Thursday, December 19, 2013

In Europe, The Beautiful Game Is Turning Ugly

The euro-crisis may be creating a generation of frustrated Europeans who will not enjoy the same level of prosperity and achievement of their parents.  Unemployment for the overall Eurozone sits at 12.2 percent according to Eurostat, and the number skyrockets for youth and the countries of southern and eastern Europe.  The overall rate in Spain and Greece, for example, is over 25 percent.  In Italy, unemployment among people ages 15 to 24 is a record 40.1 percent.  In these countries, far right parties are on the rise as people search for scapegoats to exorcise their frustration.  But racism and xenophobia are also mixing with football - “the beautiful game” - in a grotesque way.

The latest example occurred last month when Croatian player Josip Simunic led fans in a Nazi-era chant after defeating Iceland in a playoff game.  “For the Homeland. Ready!” was the official chant of the puppet regime that ruled Croatia from 1941-1945.  For this Simunic has been banned from travelling with the Croatian team to the World Cup this summer.

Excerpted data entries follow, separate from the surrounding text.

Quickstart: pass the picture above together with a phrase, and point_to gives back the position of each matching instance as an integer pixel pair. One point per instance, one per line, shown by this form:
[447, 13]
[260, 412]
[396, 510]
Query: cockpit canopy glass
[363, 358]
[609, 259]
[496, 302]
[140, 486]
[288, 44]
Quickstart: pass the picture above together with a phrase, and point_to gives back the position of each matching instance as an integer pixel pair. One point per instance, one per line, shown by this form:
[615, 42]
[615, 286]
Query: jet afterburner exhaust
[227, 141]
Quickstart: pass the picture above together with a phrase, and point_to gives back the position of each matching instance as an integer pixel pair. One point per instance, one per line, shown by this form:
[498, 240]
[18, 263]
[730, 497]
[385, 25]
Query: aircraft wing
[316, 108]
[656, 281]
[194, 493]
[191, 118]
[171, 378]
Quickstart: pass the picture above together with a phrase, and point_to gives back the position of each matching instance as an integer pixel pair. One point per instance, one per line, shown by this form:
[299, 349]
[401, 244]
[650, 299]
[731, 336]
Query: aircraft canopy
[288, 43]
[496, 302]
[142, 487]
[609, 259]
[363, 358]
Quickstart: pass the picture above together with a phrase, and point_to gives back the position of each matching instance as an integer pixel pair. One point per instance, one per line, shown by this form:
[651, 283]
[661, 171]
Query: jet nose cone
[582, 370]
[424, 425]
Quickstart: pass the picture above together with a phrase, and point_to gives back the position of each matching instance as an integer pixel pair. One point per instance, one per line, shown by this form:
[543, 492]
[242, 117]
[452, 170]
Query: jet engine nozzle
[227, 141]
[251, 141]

Idealizing the Nazi era has become a strange iteration of xenophobic sentiment, finding its most shocking success in Greece’s Golden Dawn political party.  This openly Neo-Nazi movement garnered 7 percent of the popular vote in the 2012 Greek national elections and currently hold 18 seats in the Hellenic parliament.  A new report by Human Rights Watch states that anti-immigrant violence has reached alarming proportions.  Just as concerning, police and government authorities are failing to act, providing tacit approval to Golden Dawn or even acting in complicity with the violence.





On the soccer pitch in March, Giorgos Katidis recently celebrated a game winning goal by running to supporters and giving the Nazi salute before being swarmed by team mates in celebration.  After punishment, members of his team, AEK Athens, went on to defend him as a victim.

In Italy, superstar Mario Balotelli has been the recipient of abuse from Italian and Spanish fans who have chanted racist epithets, made monkey sounds, and even thrown inflatable bananas on the field.  In 2012, Ghanaian player Kevin Prince-Boateng famously walked off the pitch with his teammates in protest at Italian abuse. 

For the third year in a row this August, fans of Hungarian team Ferencvaros flew a flag honoring Laszlo Csatary at their match against MTK Budapest FC.  MTK Budapest has historic ties to the Jewish community in Budapest and Csatary, the Hungarian commander of the Kassa internment camp in Slovakia during World War II, tortured Jews and deported thousands to their deaths.  For his role in recently seeking to bring Csatary to justice, the fans last year made a sign claiming the mother of Efraim Zuroff of the Simon Wiesenthal Center to be a whore.  The year previous they commemorated a Jewish blood libel.  The Hungarian Football Federation has not banned these displays or taken any punitive action.

In the lead-up to the 2012 Euro Cup in Poland and the Ukraine, BBC1 produced a documentary entitled “Stadiums of Hate” detailing racist and anti-semitic violence in the football culture in those countries.  Poland and Ukraine football representatives responded cowardly, claiming that racism wasn’t a problem, but even if it did exist, it existed in other countries, too.  When faced with the evidence provided in the documentary, the tournament organizer UEFA refrained from criticism, responding that holding the Euro Cup in these countries was an opportunity to challenge racism.
 
In Ukraine the nexus of sports and politics is currently on display in Independence Square.  A major nationalist party opposing President Yanukovich and his turn to Russia is Svoboda, a party founded by World War II partisans loosely aligned with Nazi Germany and that until 2004 provocatively called itself the Social-Nationalist party.  Its red and black flag is displayed ubiquitously in the current protests, but has been banned in football stadiums by FIFA as a racist symbol.


It’s shocking to see crude racism and xenophobia have such potency in the 21st century.  Scapegoating, however, may be an inherent part of human culture.  It certainly is one more reason to hope economic conditions turn around soon.